Understanding and/or grayboxing deep learning is a hot topic. It is hyped a bit by media and a whole bunch of people who blame others that they have not gained basic math skills to understand machine learning algorithms. I can understand that many people want to understand their e.g. credit rating. However, on the other hand a good portion of these people exclude themselves by choice because they show limited willingness to learn and understand machine learning algorithms. It seems like the situation is similar to the late 1980s/early 1990s with fuzzy logic (which is still used heavily): everybody talks about it, but hardly anybody understands (even or especially in academia). Well, there is some serious math involved and back then there was no Khan Academy and no YouTube. Let’s try to look at it on a more conceptual model.

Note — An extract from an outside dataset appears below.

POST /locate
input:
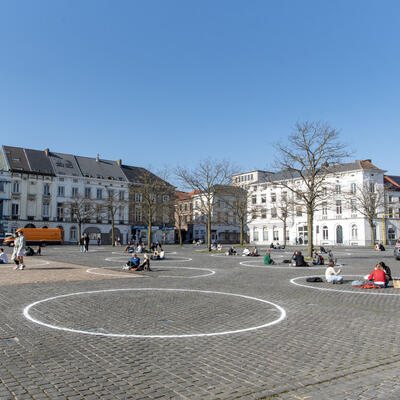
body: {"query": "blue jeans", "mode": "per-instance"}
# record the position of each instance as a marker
(335, 279)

On Artificial Intelligence
AI needs better marketing and better understanding. A popular idea of understanding AI is to think of it like human-like behavior and human-like performance. First, no matter if it is about explainability or interpretability, all approaches to understand intelligent agents are based on the assumption that there should be a perfect explanation for every step because many people think that it is human-like. However, try to explain your arms movements next time you eat a soup ;). Classical control theory allows for such a detailed understanding of arm movements. However, controllers such as PID have to be fine-tuned for a very narrow range of input values otherwise the controller will “break” and can cause chaos or will be shut down. The advantage of ML based controllers (e.g. Deep Reinforcement Learning) is that it provides better performance for a wider spectrum of scenarios. However, this comes at the cost of less precision and extreme difficulties in understanding an intelligent agent’s behavior.
Explanability:
Explainability assumes full understanding of every step (for any given example input) without leaving any uncertainty how an algorithms behaves. This is based on the assumption that all machine learning models are deterministic. Well, technically maybe. That is why we set random_state to a well defined state. If we would not do this, then we would end up with results that we can’t compare perfectly. We could argue that the direct comparison is no longer possible but we will end up with an idea of an algorithms performance.
Interpretability:
Interpretability is what many people want when perceiving AI as “human-like”. It allows some uncertainty and helps to distinguish between correlation and causality. This is relatively easy with “classical machine learning algorithms” but more challenging with (deep) neural networks. Hence, it might be a good solution to interpret DNN behavior for different outcomes (classes) and debug them grouped and not by single inputs. This can be a lot of work. Therefore, we should ask ourselves to what degree do we need interpretability. This depends on varying fields of applications.
Christopher Molnar writes a nice book on Interpretable Machine Learning - A Guide for Making Black Box Models Explainable. Most chapters are completed and it is available on GitHub under CC BY-NC-SA 4.0 licensing.